Ele esfregou o rosto por alguns segundos, reconhecendo o cansaço, mas sua mente ainda vagava agitadamente por lembranças.
Começou então a retirar o conteúdo do saco e a posicionar as peças sobre a mesa. Viu com alívio que as lentes daquele presumível instrumento óptico estavam intactas. Parou para observar a numenera, antecipando como reparar as várias peças quebradas, quais testes iria fazer.
Havia sido essa mistura de senso prático, habilidade manual e conhecimento de numera que desde cedo lhe rendera a alcunha de “jack”, meio que jocosa e honrosa, ao mesmo tempo.
Para ele, a Numenera era a chave para compreender o mundo em que viviam, um mundo moldado por potências abismais das civilizações anteriores, para as quais as realizações de seus semelhantes pareciam apenas gotas no oceano. A questão era existencial. Frustrava-o ver como as pessoas viam apenas o poder dos artefatos, na utilidade das cifras, no fascínio das esquisitices… Poucos queriam saber mais, seja por descaso, ou medo disfarçado de descaso. Sempre houve pouca audiência para suas teorias. Pelo menos até conhecer Orfeu.

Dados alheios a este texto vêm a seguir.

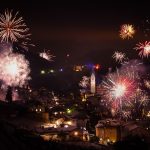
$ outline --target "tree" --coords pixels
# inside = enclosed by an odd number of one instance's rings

Não querendo mais divagar, Flamir se levantou e foi até o armário do outro lado do aposento. Lá estava uma profusão de sucatas, materiais de vários tipos e ferramentas diversas. Ele recolheu ferramentas, colas, tubos e o que mais achou oportuno e retomou o trabalho.
Com algumas fitas de amarração, ele conseguiu alinhar os componentes do artefato com alguma firmeza. Apontou a lente maior para um globo luminoso sobre um poste numa esquina distante. Ajustando o alinhamento das peças do objeto, raios de luz desfocados saíam por um cristal na extremidade oposta. Flamir buscou uma placa semitransparente em seu armário e expôs à luz difusa. Gostou do resultado e começou a fazer ajustes.
As diferentes composições das lentes, bem como pequenos paineis que reagem à luz demonstravam que o artefato tinha recursos incompatíveis com a visão humana. Como eram os olhos das criaturas que o construíram? Será que chegaram a conhecer os seres humanos?
Em uma das conversas, Orfeu e Flamir discutiram sobre um dos ensinos da Ordem da Verdade, o de que a Terra já foi dos humanos, depois deixou de ser, e agora, talvez volte a ser deles novamente.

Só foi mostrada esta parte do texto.